Privacy professionals often have a hard time keeping track of technology and how it affects privacy. This post is meant to help explain the technology of local/web storage.
With the ability to track users across domains, cookies have earned a bad reputation in the privacy community. This became particularly acute with the passing of the EU Cookie law. In particular the law requires affirmative consent when local storage on a user’s computer is used in a way that is not “strictly necessary for the delivery of a service requested by the user.” In other words, if you’re using it to complete a shopping cart at an online store, you need not get consent. If you’re using it to track the user for advertising purposes then you need to get consent.

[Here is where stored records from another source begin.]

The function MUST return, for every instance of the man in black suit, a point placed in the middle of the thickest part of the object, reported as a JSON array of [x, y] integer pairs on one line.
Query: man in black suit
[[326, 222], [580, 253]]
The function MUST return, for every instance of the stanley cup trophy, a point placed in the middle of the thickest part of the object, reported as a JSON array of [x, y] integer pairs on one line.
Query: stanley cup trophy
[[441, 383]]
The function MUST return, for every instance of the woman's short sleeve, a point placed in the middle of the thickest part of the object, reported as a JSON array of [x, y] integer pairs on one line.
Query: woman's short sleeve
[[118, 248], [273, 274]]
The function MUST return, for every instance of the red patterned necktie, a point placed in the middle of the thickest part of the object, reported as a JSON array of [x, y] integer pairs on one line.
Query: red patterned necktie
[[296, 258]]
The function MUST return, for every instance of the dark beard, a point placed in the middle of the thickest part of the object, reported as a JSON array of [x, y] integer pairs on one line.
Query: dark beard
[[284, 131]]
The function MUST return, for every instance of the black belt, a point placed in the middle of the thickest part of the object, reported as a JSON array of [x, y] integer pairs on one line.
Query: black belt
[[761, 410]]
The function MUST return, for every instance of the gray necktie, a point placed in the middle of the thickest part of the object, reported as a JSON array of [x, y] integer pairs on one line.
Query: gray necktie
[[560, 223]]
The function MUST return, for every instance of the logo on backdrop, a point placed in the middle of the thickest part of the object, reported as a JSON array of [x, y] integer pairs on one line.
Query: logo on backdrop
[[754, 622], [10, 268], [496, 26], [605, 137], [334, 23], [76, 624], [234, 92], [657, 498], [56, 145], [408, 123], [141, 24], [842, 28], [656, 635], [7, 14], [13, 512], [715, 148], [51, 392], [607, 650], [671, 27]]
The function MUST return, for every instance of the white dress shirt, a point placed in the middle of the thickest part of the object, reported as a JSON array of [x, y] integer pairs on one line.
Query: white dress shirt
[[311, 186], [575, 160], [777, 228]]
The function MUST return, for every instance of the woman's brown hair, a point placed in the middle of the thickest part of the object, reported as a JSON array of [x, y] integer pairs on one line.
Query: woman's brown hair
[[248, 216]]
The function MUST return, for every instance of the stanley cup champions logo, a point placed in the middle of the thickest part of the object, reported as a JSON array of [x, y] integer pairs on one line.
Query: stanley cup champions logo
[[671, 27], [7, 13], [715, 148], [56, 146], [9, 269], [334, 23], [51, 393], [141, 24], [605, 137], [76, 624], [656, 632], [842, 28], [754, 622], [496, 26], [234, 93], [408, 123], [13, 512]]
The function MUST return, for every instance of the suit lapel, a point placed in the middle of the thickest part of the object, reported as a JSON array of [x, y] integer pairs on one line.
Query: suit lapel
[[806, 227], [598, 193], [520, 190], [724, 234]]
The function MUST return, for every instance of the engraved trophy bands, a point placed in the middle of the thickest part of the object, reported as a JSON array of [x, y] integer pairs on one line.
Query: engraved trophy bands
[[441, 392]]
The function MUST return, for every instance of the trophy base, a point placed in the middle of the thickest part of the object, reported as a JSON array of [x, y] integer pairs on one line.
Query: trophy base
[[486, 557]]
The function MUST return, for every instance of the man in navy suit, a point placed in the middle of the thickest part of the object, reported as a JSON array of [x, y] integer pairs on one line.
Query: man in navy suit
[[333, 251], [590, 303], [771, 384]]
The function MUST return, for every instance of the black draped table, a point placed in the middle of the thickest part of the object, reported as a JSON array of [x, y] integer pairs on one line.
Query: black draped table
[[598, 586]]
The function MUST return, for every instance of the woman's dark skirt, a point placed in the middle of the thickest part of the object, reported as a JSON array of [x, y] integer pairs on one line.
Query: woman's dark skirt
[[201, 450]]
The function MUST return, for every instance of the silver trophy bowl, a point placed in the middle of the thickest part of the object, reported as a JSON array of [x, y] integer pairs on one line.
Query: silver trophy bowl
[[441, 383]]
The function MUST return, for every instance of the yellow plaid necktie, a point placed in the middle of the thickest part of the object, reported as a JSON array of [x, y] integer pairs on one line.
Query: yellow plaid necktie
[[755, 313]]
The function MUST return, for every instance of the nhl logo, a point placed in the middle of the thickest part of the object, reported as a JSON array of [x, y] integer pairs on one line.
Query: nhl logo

The con here is that, as a privacy professional, you should be aware of what your developers are doing with web/local storage. Simply asking your developer if they are using cookies may illicit a negative response when they are using an alternative technology that isn’t cookies. Later revelations and returning to your developers may result in a response “Well you asked about cookies, not local storage!” There are also proposals for a local browser accessible database but as of the time of this writing this is not an internet standard (see Mozilla Firefox’s IndexDB for an example).
Local storage also has the potential to increase privacy. Decentralization is a key technique for architecting for privacy and having access to 5MB of local storage allows enough room to keep most, if not all, client data on the client. Instead of developing rich customer profiles for personalization on the server, keeping this data on the client reduces the risks to the user because the server becomes less of a target. Of course, care must be taken to deal with multi tenancy (more than one person on an end client), which may be especially difficult for systems accessed often by library patrons and the problems of people accessing the data of other local users.